The US dollar will stay strong even when the Fed eventually starts easing up on rate hikes – and the reduction of the central bank's balance sheet is the "elephant in the room" driving that, according to former Fed chief Alan Greenspan.
"Even if, as some prognosticators expect, US inflation crests in the first half of 2023 and the Federal Reserve can slow or even stop the pace of rate increases, the US dollar will still have a monetary tailwind to support it," the ex-central banker said in a note published on Wednesday.
Greenspan, who is now now a senior economic adviser to Advisors Capital Management, pointed to the Fed's quantitative tightening regime, which takes money out of the financial system in order to lower inflation.
That process often goes hand-in-hand with rate hikes – and it will likely contribute to the strength of the US dollar beyond this year, even after the Fed pivots on rates, he predicted.
"Indeed, the elephant in the room with respect to continued strength in the US dollar going forward may turn out to be the $95 billion per month reduction in the Federal Reserve's balance sheet," Greenspan said.
That means the US dollar could still spell trouble for the global economy.
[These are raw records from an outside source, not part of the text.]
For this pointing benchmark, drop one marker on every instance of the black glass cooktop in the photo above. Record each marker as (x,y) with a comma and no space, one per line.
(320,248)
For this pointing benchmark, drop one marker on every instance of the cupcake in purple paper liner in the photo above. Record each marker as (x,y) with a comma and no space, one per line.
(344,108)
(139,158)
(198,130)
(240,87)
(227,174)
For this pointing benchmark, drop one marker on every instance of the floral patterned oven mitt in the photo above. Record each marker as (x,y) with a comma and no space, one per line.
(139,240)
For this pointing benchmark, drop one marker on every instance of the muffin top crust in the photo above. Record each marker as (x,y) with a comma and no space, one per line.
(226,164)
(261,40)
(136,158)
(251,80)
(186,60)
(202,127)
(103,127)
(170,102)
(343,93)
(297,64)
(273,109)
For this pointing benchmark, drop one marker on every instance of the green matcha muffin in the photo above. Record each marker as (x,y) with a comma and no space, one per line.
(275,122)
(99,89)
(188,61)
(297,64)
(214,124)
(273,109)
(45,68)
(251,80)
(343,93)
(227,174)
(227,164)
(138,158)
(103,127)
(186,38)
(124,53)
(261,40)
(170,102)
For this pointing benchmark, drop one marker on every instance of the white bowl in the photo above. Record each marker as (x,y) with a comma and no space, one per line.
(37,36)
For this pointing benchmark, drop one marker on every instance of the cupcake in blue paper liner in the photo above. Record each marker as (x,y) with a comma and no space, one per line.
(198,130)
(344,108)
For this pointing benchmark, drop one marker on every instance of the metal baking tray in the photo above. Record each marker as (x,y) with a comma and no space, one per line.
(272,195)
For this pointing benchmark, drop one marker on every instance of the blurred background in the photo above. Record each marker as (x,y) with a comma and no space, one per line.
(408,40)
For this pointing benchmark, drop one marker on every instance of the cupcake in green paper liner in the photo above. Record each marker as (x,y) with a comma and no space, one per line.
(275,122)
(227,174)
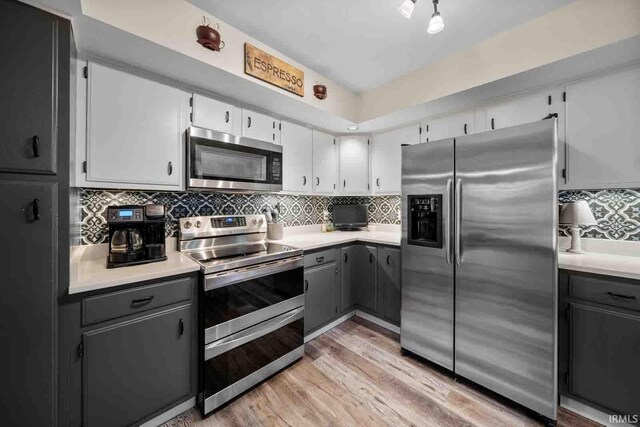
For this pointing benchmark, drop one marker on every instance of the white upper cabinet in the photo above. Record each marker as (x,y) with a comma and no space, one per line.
(603,128)
(297,151)
(325,162)
(260,126)
(354,165)
(448,126)
(386,157)
(518,111)
(211,114)
(135,130)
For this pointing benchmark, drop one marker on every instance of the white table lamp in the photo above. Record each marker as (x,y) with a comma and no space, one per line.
(577,214)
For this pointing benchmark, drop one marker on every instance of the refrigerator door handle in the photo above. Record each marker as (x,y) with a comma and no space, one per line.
(448,218)
(458,221)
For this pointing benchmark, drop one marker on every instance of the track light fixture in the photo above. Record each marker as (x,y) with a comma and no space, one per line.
(436,23)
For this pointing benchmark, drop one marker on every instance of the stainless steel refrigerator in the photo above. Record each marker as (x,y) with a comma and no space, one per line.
(479,259)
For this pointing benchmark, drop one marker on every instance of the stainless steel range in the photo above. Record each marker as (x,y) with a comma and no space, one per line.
(251,304)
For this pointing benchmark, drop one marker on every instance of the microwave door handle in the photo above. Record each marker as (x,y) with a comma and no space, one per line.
(220,280)
(448,218)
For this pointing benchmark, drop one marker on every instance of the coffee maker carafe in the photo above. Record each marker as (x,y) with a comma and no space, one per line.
(136,235)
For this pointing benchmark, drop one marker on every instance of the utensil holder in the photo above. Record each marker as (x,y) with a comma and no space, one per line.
(275,231)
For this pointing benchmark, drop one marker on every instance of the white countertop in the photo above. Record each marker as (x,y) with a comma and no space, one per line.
(316,240)
(89,270)
(606,264)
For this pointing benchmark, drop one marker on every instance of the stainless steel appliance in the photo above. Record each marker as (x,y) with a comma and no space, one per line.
(251,304)
(220,161)
(136,235)
(479,259)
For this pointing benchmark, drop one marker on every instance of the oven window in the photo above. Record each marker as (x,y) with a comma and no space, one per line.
(227,368)
(226,164)
(229,302)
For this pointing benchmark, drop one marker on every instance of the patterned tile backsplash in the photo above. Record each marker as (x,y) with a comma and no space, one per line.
(295,210)
(617,211)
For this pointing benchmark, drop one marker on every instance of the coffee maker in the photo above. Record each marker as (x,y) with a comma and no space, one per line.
(136,235)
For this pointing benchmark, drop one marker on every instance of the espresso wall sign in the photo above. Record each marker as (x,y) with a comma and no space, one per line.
(268,68)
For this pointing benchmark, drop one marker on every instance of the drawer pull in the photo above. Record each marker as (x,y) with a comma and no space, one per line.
(627,297)
(35,145)
(136,303)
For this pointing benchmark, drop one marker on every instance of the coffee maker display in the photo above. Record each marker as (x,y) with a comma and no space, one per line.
(136,235)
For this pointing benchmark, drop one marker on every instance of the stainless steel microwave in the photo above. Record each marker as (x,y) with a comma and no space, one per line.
(220,161)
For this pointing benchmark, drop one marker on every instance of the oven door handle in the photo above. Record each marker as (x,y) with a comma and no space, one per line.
(219,280)
(229,343)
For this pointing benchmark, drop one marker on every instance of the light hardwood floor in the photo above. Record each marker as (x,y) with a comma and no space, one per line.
(354,375)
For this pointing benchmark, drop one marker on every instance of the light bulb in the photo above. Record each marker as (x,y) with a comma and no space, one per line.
(406,8)
(436,24)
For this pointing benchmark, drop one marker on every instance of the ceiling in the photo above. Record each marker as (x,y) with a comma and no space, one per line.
(362,44)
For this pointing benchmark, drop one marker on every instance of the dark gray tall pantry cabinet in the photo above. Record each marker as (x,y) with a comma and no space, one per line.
(36,48)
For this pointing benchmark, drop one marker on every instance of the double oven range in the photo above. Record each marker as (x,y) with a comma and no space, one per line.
(251,304)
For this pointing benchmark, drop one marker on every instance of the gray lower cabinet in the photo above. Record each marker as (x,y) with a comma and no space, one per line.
(389,285)
(28,304)
(604,357)
(137,367)
(599,341)
(364,277)
(319,296)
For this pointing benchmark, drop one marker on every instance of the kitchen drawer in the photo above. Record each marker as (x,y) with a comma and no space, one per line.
(319,258)
(117,304)
(609,292)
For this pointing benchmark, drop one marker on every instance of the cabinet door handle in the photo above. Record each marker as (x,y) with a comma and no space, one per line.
(35,145)
(140,302)
(628,297)
(35,207)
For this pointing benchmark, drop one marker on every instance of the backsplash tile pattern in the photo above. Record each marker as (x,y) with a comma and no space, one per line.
(295,210)
(616,211)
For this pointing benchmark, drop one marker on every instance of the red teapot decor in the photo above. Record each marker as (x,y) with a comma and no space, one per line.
(320,91)
(209,37)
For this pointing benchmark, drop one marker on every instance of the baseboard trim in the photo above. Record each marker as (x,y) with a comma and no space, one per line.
(377,321)
(171,413)
(329,326)
(589,412)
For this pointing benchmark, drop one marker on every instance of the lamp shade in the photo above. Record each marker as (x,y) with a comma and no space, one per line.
(577,213)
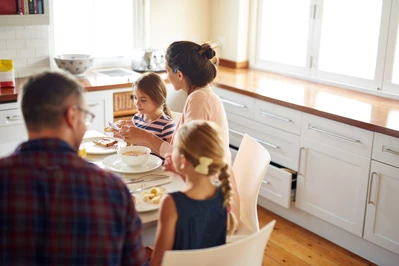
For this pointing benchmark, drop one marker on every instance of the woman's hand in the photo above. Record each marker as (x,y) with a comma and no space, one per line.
(168,164)
(133,135)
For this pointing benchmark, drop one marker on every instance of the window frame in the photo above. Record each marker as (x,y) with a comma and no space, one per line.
(384,64)
(140,12)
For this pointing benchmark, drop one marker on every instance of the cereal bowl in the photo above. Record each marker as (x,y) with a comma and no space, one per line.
(134,155)
(76,64)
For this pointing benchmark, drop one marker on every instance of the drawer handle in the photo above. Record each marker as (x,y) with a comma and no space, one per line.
(258,140)
(14,118)
(93,104)
(333,134)
(299,160)
(371,187)
(233,103)
(390,151)
(275,116)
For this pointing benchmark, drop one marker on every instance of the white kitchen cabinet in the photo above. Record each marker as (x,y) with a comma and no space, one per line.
(12,128)
(100,103)
(333,174)
(382,216)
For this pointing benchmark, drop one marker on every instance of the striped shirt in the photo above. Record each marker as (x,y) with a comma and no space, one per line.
(163,127)
(58,209)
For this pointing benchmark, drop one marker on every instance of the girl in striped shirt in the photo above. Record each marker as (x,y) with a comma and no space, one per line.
(154,116)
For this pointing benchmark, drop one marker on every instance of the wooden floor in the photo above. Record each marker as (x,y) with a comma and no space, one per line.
(291,244)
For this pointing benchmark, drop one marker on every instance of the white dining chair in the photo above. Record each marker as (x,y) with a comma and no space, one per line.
(247,251)
(249,168)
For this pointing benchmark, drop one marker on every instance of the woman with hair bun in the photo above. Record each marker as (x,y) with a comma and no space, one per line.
(190,67)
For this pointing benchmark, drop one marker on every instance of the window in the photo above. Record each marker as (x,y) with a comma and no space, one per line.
(350,43)
(101,28)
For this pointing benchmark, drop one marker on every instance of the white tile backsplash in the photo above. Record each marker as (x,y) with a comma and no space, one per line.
(27,46)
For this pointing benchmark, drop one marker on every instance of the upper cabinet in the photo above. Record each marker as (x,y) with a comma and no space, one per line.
(26,19)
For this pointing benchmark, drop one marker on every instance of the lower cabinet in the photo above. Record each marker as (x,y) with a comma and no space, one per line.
(332,185)
(100,103)
(382,216)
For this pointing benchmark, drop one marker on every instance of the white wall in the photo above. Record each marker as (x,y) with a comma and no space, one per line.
(27,46)
(175,20)
(230,19)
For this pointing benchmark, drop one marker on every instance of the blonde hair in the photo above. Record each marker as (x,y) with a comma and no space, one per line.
(152,85)
(197,139)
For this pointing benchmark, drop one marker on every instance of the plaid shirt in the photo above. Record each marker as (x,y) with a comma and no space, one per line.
(58,209)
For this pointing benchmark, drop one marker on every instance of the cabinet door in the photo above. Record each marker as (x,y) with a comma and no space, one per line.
(332,185)
(12,130)
(97,108)
(382,216)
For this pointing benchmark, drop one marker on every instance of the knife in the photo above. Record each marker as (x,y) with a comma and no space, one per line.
(144,188)
(113,126)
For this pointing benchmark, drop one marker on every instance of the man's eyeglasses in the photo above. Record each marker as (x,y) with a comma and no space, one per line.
(88,117)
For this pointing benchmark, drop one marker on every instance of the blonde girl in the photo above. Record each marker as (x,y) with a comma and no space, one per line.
(154,116)
(196,217)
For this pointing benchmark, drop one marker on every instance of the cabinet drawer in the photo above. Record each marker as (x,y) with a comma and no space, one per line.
(342,136)
(236,103)
(276,186)
(386,149)
(278,116)
(12,127)
(282,146)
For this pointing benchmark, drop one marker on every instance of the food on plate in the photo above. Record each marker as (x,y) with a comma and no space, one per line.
(135,153)
(105,142)
(119,124)
(153,195)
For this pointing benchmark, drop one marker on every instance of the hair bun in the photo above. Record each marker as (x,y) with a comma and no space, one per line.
(210,53)
(207,51)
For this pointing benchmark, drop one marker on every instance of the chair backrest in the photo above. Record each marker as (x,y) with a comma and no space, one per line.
(249,168)
(247,251)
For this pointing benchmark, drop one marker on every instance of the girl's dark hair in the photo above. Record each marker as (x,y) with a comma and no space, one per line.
(193,60)
(152,85)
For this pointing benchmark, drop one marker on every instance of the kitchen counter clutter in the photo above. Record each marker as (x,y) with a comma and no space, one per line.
(350,107)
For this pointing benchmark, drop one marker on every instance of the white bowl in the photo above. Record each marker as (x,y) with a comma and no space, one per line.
(76,64)
(134,160)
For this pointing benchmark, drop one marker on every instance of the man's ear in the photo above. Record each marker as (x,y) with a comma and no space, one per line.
(71,116)
(180,75)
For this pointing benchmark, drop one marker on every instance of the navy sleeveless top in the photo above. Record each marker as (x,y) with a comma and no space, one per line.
(200,223)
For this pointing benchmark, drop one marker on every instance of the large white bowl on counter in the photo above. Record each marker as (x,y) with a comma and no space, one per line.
(76,64)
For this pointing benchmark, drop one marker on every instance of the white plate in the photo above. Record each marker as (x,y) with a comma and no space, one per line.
(115,164)
(92,148)
(142,206)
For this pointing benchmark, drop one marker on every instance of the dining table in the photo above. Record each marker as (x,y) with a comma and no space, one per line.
(148,216)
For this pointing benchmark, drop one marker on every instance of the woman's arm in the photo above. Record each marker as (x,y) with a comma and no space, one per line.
(166,229)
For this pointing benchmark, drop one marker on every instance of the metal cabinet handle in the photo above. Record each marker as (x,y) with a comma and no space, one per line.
(390,151)
(93,104)
(333,134)
(258,140)
(275,116)
(233,103)
(14,118)
(299,161)
(371,187)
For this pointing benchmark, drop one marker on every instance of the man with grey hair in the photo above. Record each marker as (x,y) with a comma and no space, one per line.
(55,207)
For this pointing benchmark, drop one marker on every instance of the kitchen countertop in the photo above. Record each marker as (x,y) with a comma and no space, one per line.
(351,107)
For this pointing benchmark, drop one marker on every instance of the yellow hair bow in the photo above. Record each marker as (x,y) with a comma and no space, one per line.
(203,166)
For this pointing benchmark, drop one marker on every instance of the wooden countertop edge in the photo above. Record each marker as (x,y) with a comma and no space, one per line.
(372,127)
(338,118)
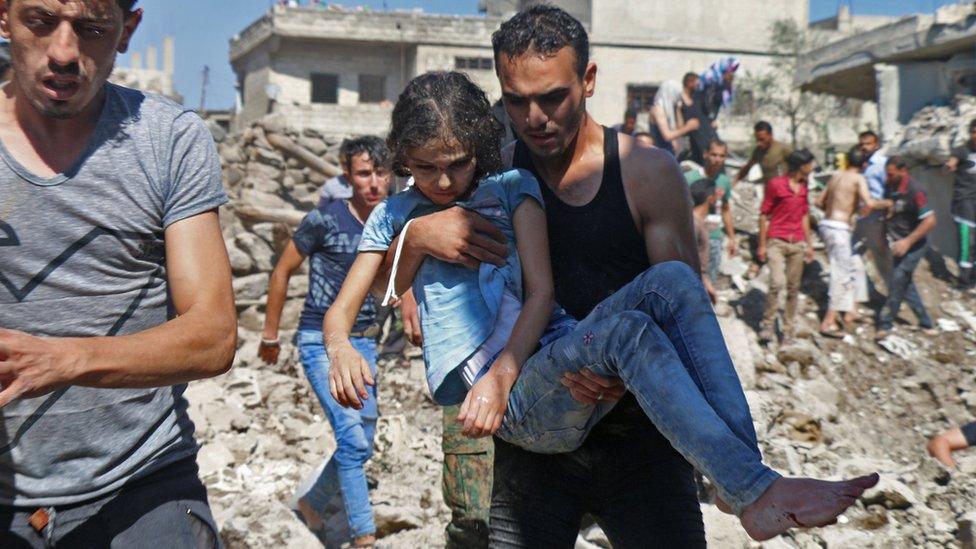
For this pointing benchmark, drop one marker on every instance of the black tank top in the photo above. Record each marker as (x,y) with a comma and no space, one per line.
(595,248)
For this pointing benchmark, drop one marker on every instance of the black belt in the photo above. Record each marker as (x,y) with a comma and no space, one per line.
(373,331)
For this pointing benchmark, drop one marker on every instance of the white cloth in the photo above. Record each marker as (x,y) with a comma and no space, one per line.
(848,278)
(482,359)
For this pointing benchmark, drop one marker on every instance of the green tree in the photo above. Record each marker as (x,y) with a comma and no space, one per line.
(774,93)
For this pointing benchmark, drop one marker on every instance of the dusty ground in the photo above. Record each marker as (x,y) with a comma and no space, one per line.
(823,407)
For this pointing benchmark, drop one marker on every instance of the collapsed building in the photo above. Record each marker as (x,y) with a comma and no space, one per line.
(921,73)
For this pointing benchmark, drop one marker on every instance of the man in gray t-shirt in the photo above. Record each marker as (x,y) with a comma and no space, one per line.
(115,290)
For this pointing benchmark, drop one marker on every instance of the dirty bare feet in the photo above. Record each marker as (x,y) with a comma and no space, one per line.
(801,503)
(312,518)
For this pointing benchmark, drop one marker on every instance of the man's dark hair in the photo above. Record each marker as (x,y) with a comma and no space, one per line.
(898,162)
(798,159)
(373,146)
(545,29)
(763,126)
(701,190)
(717,143)
(445,106)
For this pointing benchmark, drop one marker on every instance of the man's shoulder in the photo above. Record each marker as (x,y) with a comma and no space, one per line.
(144,107)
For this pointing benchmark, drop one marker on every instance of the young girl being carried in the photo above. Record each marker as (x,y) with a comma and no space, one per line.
(495,340)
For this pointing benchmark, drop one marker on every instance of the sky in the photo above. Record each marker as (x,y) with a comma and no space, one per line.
(203,28)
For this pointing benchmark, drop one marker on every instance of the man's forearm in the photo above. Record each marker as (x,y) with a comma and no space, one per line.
(196,345)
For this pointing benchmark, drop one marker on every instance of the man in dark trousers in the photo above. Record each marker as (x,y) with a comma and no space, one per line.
(613,210)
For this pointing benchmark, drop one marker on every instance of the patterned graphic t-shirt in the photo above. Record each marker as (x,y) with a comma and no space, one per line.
(329,236)
(83,254)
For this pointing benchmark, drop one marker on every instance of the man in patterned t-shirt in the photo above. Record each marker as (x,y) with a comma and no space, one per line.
(329,235)
(910,220)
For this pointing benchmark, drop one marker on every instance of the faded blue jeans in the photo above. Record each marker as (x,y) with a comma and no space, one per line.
(353,431)
(660,336)
(902,288)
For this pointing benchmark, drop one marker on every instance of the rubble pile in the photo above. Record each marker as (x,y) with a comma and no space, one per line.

Nobel Laureate Paul Krugman previously noted the strong dollar exacerbated inflation abroad.
On Wednesday, Greenspan noted that a strong dollar can make energy costs higher, as commodities like natural gas are largely priced in the greenback.
"Investors should be aware that while dollar strength can be a symptom of economic stresses, it can also be a cause," he warned. "Strength in the dollar has made the natural gas Europe so desperately needs that much more expensive."
Meanwhile, US companies have also reported headwinds this year due to a strong dollar affecting international sales.